Similarly, when the Roman Empire began to implode under the weight of its own territorial overexpansion, most of the citizens of Rome had no idea what it took to build and maintain such a vast and technologically advanced culture. They had become lazy and ignorant having been seduced by the affluence that was afforded by technology and empire. As the poet Juvenal said in the First Century:
… Already long ago, from when we sold our vote to no man, the People have abdicated our duties; for the People who once upon a time handed out military command, high civil office, legions — everything, now restrains itself and anxiously hopes for just two things: bread and circuses.
This self-imposed comprehension differential, this inability to understand the complex, lead Romans to burn down their own empire in favor of a simple dogmatic culture that launched a dark age that lasted a thousand years. Dogmatic mythology has a singular benefit, especially to the ignorant. Everyone can understand it and, therefore, an entire culture can be brought into alignment around a single set of principles based on faith rather than knowledge. In other words, order becomes more important that truth. Ignorance is the opening through which the tyranny of fear seizes control of a society. It usually enters a culture waving a patriotic flag and thumping an easy to understand doctrine that reduces human life to a didactic checklist of right and wrong. Because the purpose of such a doctrine is order and not understanding, doctrine becomes a tool to calm fear and not the advancement of human inspiration. It works, for a while, so long as alignment is the only goal. In the process, human imagination is burnt at the stake to keep the ignorant, made nervous by their blindness, feeling safe from the power of knowledge. The fear is that those who know too much will take advantage and even enslave the ignorant. Violent might, the trump card of the desperate and the ignorant becomes justified under a false claim of preserving freedom. Fools enslave themselves by false claims that forced order is somehow freedom. This brand of paranoia is the exclusive province the ignorant or the manipulative seeking to control the ignorant. Those with knowledge know as fact what is and is not a threat.

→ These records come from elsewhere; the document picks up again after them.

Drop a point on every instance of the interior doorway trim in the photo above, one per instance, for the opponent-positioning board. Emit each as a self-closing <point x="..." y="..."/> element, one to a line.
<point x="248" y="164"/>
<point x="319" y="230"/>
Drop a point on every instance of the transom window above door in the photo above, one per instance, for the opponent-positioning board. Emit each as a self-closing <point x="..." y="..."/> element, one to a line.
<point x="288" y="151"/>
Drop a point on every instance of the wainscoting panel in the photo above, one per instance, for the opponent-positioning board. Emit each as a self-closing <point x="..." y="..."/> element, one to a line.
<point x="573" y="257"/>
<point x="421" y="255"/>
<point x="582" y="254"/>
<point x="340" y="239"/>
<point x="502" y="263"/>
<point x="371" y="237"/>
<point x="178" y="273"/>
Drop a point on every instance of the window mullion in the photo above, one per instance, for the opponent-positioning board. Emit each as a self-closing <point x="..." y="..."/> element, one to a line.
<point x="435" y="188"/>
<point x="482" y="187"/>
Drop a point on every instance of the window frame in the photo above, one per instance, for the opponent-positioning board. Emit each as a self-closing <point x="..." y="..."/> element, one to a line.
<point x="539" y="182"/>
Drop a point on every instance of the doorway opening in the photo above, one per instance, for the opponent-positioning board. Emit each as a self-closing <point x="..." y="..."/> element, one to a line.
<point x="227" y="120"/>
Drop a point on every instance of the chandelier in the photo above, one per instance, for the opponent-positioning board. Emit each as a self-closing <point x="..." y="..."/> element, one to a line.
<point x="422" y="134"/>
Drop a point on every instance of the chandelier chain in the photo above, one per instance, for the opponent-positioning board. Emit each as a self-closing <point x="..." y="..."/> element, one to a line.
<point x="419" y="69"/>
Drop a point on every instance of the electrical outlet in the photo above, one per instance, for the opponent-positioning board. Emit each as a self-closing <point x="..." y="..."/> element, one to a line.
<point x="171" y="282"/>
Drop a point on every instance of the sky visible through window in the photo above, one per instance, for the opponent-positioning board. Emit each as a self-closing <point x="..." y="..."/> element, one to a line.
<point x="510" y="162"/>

So while the natives or our nation gyrate in their charismatic ecstasies and roll on the floors of churches speaking in tongues; while the wealthy, who have always preyed upon the ignorance and superstitious tendencies of the ignorant, entice these well-meaning fools into peasant armies of devotion to their betters, a violent storm is brewing. It will be perceived as a clash of iron and flesh driven by notions of spiritual truth propelled by ignorance. But in reality, it will simply be the high drama of energies in a field of Higgs boson particles full of sound and fury and signifying nothing. We will only suffer in consciousness for want of any real physicality to shed even a drop of substantial matter that we might otherwise call blood. A millennium from now, when these nervous monkeys have had enough of their fear and murderous lashings out against imaginary demons conjured by their own superstitious minds, they will rediscover the Higgs boson recalling that it was known a thousand years before and rendered less terrifying in comparison to the wake of their own violent fearfulness.
Silly monkey of light and shadows, when will you find the calm inside your own mind to face the unfolding of the secrets of this existence with something other than bared teeth?